4 Haziran 2008 Çarşamba

Vuslatı Bekleyen (Bölüm 3)

Yedi yıldır tanışıyorlardı. Çok az rastlaşıyorlar, pek konuşmuyorlardı ama bakışlarda derin anlamları ikisi de farkediyordu.
İlk tanışmaları lise yıllarında olmuştu. Cengiz üniversite sınavına hazırlanırken ikinci sınıfa giden kuzeniyle aynı sırayı paylaşıyordu Funda. Babası memurdu ve ilçeye o sene gelmişlerdi.
Cengiz ilk gördüğü andan itibaren teneffüs aralarında çeşitli bahanelerle kuzeninin yanına gider, deniz mavisi gözlerine derin bakışlar fırlatırdı. Funda bu duruma kayıtsız kalmazdı fakat pembeleşen yüzünü utangaç tavrıyla başka yönlere çevirmeye çalışırdı zaman zaman. Selamlaşmaları çok kısa olsa da bakış ve mimiklerinden uzun kompozisyonlar çıkarıyordu ikisi de. Kuzeni Leyla bunu farketse de belli etmez başka şeylerle ilgileniyormuş gibi yapardı.
Üniversiteyi kazanmış 5 yıl İstanbul'da İngilizce Öğretmenliğini okumuş ve doğup büyüdüğü ilçede turizm rehberliğine başlamıştı. Funda ise çoğu zamanını evde geçiriyordu. İstemeye gelen talipliler olsa da elleri boş dönüyorlardı. Bir evin bir kızıydı ama bir gün elbet o da kuracaktı yuvasını.

Tatlı meltemlerin ağaç yapraklarına dans ettirdiği güzel bir bahar gününde kapıları çaldı. Funda'nın annesi açtı kapıyı:

-Leyla kızım hoşgeldin. Epeydir görünmüyordun.
-Menekşe teyzecim sağol, çalıştığım için çok vaktim olmuyor. Funda evde mi?
-Tabi kızım buyur gel.

Funda da heyecanlanmıştı Leyla'yı görünce. Gözleri parıldıyordu. Odaya geçtiler:

-Çok özlemişim seni, ne iyi ettin. Ee nasılsın?
-İyiyim. Belki daha da iyi olabilirim sayende
-Nasıl?

Tatlı bir gülümsemeyle çantasındaki zarfı çıkardı.

-Bunu okuyunca anlarsın. Bir kaç gün sonra tekrar gelirim. Şimdi çıkmam gerekiyor. Görüşürüz.

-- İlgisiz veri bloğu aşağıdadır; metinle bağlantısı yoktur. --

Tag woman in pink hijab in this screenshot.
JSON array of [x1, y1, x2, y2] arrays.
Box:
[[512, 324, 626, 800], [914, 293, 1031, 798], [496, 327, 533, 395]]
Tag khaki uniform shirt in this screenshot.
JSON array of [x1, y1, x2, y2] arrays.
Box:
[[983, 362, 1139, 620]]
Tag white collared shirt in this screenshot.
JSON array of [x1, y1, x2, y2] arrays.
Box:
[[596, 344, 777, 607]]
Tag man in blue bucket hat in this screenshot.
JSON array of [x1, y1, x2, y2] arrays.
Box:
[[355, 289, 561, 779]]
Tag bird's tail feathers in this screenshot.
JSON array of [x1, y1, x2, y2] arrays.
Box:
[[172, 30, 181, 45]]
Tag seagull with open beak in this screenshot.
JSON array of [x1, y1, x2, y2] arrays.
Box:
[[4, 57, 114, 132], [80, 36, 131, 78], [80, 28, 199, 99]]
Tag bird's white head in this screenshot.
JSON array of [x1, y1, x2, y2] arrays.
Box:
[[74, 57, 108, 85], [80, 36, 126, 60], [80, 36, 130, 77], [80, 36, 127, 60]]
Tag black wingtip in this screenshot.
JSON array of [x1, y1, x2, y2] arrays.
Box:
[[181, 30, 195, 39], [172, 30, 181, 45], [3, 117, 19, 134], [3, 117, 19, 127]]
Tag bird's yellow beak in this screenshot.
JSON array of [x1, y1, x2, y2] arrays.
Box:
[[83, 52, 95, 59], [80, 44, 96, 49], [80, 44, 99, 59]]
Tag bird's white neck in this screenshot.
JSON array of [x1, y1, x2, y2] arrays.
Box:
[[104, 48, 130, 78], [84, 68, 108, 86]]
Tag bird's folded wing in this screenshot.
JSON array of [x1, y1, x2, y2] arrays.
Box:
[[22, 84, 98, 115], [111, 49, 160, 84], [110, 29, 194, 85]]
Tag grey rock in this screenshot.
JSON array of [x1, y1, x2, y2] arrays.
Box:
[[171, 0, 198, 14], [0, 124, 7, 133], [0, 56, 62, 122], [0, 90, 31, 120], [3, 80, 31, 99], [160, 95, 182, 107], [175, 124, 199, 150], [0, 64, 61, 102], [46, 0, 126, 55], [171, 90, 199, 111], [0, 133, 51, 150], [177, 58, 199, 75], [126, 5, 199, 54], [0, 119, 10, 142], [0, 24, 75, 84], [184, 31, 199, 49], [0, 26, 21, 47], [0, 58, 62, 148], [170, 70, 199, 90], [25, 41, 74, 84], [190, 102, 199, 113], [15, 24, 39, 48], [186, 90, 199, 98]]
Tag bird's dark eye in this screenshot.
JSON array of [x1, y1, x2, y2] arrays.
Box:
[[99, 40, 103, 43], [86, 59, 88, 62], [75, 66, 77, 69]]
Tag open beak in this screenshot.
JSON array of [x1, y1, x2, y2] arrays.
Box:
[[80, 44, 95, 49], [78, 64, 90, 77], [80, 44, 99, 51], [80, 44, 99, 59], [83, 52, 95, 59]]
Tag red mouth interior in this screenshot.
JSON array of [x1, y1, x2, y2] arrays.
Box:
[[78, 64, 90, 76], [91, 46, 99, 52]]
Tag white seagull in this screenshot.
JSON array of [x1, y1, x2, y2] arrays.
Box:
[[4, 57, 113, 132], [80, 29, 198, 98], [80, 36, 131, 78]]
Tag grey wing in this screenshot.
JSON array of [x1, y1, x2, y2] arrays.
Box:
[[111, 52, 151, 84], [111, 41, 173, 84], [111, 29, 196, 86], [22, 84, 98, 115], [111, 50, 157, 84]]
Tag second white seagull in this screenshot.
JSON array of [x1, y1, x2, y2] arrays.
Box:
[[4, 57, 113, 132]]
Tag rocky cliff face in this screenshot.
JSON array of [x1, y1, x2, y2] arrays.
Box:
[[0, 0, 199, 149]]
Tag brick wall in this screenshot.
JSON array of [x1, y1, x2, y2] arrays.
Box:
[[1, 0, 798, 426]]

Tek bir şey soramadan çıkmıştı Leyla. Odasına çıkıp büyük bir heyecanla açtı zarfı ve içindeki mektubu:

"Kaç zamandır hasret rüzgarları esiyor vuslatı bekleyen kalbimde. El değmemiş duygularım, Sen'li hülyalarım hiç bir gün yalnız bırakmadı beni. Gurbette olduğum günlerde hep seni özledim. Fırsatını bulduğum her tatilde seni görme heyecanıyla geldim. Öğretmen olmayı çok istesem de senden uzak kalmak istemediğim için buradayım.
Eğer kabul edersen ömrün yollarını, sevinçleri, hüzünleri, hayatı seninle paylaşmak isterim. Hayır dersen saygıyla karşılarım. Gurbette yaşayan gönlümü sılaya alıncaya kadar küser belki hayata ama alışır buna da.

Cengiz Atak"


Çok şaşkındı. Bir evlilik teklifiydi resmen bu. Tarif edilmez bir heyecan içindeydi. Elindeki mektubu yavaşça indirirken pencereye dikti gözlerini. Güzel bahçelerindeki güller gönlünde de açmıştı.